Bem, eu ganhei uma versão do Corão anos atrás em um evento e resolvi fazer o que mais prudente me pareceu para tirar minhas próprias conclusões: ler. Claro, tive certo treinamento, digamos, filológico e hermenêutico (em minha formação em Filosofia) e estou demasiado ciente da importância do idioma original, etc. especialmente em textos que são vistos como registros literais das revelações (diferentemente dos evangelhos cristãos, por exemplo). Mas, estudar o idioma árabe apenas para esta leitura não me pareceu necessário: nas partes em que desconfiei mais da tradução, recorri as ferramentas virtuais (abundantes!) em inglês, que comparam e comentam o árabe original. Bem, ainda não terminei a leitura (estou caminhando para a metade e, confesso, desestimulado), mas resolvi postar cá umas primeiras impressões e reflexões. E claro, é bom dizer em bom som: não sou um especialista em nada disto, tratarei o texto como alguém “de fora”.

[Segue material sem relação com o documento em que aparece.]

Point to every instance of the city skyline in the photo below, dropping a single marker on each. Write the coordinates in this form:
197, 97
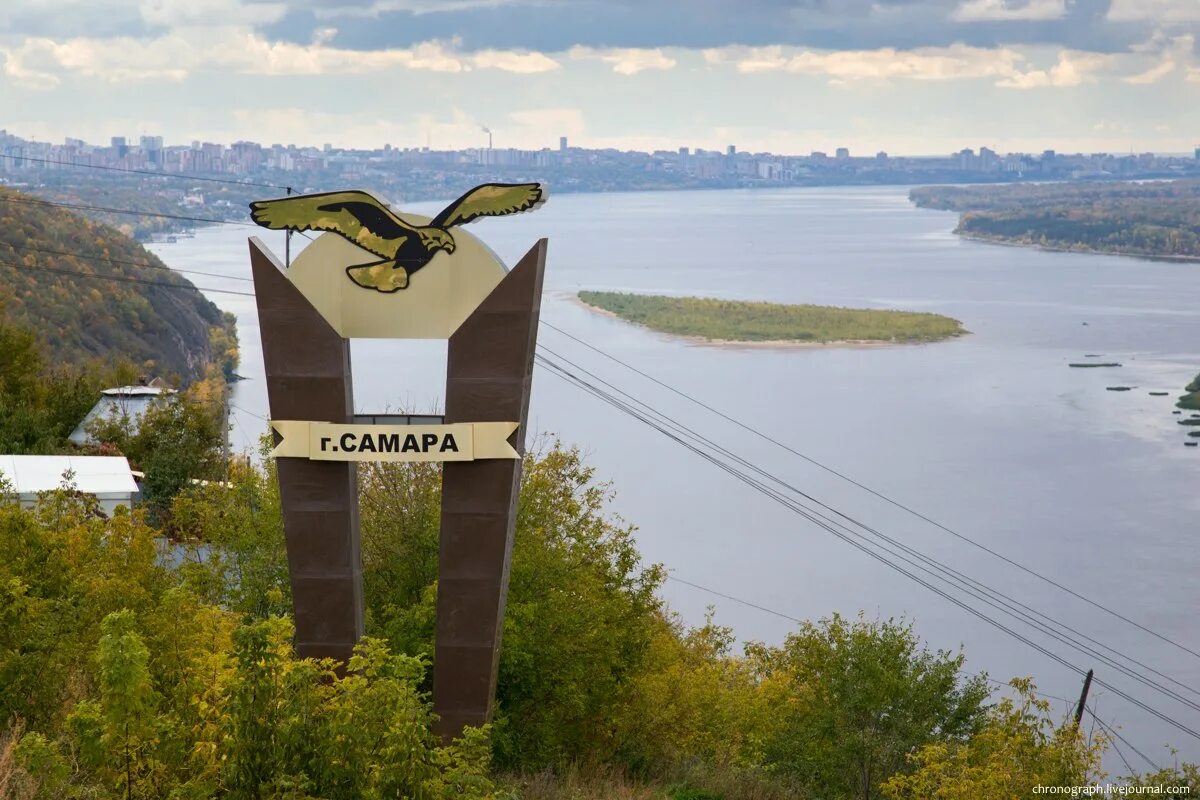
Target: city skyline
919, 77
556, 143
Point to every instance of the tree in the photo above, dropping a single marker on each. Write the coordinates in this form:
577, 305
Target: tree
1018, 747
581, 612
861, 697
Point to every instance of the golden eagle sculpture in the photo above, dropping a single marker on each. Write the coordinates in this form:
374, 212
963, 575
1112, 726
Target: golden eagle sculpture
401, 247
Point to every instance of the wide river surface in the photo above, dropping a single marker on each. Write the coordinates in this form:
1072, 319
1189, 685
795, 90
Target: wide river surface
991, 434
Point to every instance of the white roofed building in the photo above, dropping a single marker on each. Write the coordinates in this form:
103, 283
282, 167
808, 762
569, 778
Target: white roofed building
121, 402
106, 477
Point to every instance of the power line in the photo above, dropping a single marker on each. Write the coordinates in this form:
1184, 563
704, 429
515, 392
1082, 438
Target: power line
144, 172
121, 278
1007, 605
118, 260
737, 600
867, 549
1116, 735
897, 504
79, 206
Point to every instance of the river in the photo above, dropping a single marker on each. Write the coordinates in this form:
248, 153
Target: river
991, 434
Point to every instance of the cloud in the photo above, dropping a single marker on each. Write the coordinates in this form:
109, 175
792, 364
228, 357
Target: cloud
1173, 54
525, 62
557, 121
40, 62
627, 61
1011, 67
1155, 11
1072, 70
954, 62
377, 7
215, 13
975, 11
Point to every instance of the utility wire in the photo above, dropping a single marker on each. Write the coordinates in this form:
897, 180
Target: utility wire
1116, 737
948, 575
118, 260
79, 206
144, 172
799, 510
737, 600
121, 278
897, 504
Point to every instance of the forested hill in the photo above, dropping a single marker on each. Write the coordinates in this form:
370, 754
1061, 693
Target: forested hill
1158, 218
49, 262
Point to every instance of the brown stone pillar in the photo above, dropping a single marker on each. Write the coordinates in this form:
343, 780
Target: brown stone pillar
309, 378
489, 376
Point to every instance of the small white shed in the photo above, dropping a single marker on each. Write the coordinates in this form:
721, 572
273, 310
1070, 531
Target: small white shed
107, 477
127, 402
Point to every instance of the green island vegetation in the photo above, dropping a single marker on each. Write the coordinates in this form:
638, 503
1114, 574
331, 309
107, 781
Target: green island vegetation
183, 208
178, 439
1156, 218
169, 331
127, 674
1191, 401
737, 320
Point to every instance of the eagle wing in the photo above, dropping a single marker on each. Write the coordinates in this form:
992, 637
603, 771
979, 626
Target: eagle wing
357, 216
491, 200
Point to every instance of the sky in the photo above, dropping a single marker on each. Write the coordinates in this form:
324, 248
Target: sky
910, 77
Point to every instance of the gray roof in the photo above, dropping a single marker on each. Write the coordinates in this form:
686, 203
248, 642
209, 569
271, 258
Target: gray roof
129, 402
100, 475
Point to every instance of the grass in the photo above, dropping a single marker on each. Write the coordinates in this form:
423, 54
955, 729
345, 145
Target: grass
609, 783
736, 320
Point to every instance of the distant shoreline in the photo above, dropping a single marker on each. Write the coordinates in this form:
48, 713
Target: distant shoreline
1080, 251
762, 344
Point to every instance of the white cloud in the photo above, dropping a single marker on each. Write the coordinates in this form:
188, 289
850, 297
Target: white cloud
1173, 54
525, 62
627, 61
41, 62
958, 61
216, 13
1156, 11
1152, 74
1073, 68
550, 121
414, 6
1009, 10
1011, 67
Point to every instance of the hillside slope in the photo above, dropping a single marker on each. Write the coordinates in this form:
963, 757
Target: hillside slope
166, 330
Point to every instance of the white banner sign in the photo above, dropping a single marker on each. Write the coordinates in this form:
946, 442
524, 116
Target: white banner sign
333, 441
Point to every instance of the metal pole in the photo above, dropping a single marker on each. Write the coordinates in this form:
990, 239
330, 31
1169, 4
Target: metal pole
1083, 698
287, 244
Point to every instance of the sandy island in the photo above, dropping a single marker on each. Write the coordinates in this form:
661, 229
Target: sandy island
768, 344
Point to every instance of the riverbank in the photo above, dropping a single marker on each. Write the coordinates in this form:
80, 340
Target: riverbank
750, 324
1080, 248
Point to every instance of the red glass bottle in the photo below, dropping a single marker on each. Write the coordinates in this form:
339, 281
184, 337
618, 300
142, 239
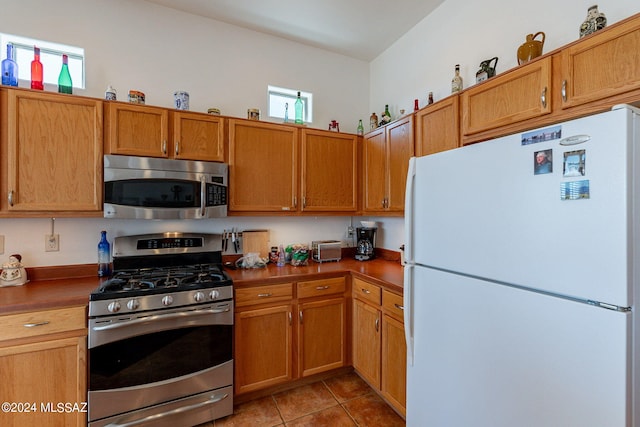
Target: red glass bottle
36, 70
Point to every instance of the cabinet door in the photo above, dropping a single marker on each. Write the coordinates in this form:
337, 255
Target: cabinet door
399, 150
263, 348
394, 363
197, 137
136, 130
322, 336
329, 175
375, 172
54, 152
366, 342
40, 375
263, 167
604, 65
508, 98
438, 127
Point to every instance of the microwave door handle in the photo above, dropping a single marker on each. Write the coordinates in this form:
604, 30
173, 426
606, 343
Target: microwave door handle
203, 192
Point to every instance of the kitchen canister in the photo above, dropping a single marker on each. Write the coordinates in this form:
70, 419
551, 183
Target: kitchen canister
253, 114
136, 97
181, 100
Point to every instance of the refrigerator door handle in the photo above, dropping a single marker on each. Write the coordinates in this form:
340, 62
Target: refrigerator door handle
408, 310
409, 216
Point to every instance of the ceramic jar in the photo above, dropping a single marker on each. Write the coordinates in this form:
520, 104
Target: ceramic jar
595, 21
531, 48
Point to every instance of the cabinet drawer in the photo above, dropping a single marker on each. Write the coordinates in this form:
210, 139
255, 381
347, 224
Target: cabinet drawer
314, 288
42, 322
264, 294
392, 304
366, 291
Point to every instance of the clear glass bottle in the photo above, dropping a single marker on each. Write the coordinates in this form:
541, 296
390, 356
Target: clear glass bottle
36, 70
9, 68
64, 79
456, 82
298, 108
104, 256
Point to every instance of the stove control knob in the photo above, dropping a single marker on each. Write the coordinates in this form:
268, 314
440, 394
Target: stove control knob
113, 306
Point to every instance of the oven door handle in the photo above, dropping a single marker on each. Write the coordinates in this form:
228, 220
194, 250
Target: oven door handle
156, 417
156, 317
203, 195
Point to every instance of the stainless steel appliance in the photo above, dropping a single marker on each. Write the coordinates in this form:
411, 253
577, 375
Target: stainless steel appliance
150, 188
366, 243
161, 334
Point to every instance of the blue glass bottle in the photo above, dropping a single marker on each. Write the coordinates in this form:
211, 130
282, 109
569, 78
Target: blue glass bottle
104, 256
9, 68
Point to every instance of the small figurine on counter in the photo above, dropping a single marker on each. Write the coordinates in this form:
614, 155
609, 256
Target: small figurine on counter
13, 272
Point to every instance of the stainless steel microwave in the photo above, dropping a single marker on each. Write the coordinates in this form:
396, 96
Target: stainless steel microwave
152, 188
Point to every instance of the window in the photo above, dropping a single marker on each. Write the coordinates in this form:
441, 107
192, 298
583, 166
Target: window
50, 56
283, 99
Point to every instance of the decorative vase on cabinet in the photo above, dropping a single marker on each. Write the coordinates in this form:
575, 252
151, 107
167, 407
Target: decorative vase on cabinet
595, 21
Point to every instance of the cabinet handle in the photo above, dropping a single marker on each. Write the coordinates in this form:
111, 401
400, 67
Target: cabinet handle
33, 325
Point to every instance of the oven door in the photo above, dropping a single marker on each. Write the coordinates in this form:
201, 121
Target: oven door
140, 360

Comparado aos textos do Cristianismo contidos na Bíblia cristã (“Novo Testamento” e as cartas de Paulo, etc.), o Corão tem me parecido mais, na falta de uma palavra melhor, “potente”: as revelações se deram a Maomé em diferentes momentos, mas mantém uma maior coerência interna (o que seria de se esperar, no final das contas, é um texto de “uma só cabeça”, diferente dos evangelhos). Talvez o que se possa comparar melhor, neste sentido (de um só autor “inspirado”), seja as próprias cartas de Paulo, mas estas, diferentemente das suratas do Corão (apesar destas também condensarem momentos teofânicos, digamos), foram escritas para comunidades cristãs diferentes e focadas em questões específicas daquelas comunidades. Além disto, há uma retórica mais inflamada e que transparece, de fato, um maior estado de “transe” ou influência mística na escrita de algumas das suratas, em oposição – novamente – a uma prosa mais “tranquila” que predomina nas cartas de Paulo ou na redação de alguns dos Evangelhos. Talvez, caso eu não esteja enganado, este tipo de “atmosfera” discursiva na Bíblia cristã, para comparação, aparece mais em um texto como as Revelações, por exemplo. Pelo menos foi a impressão que ficou em mim.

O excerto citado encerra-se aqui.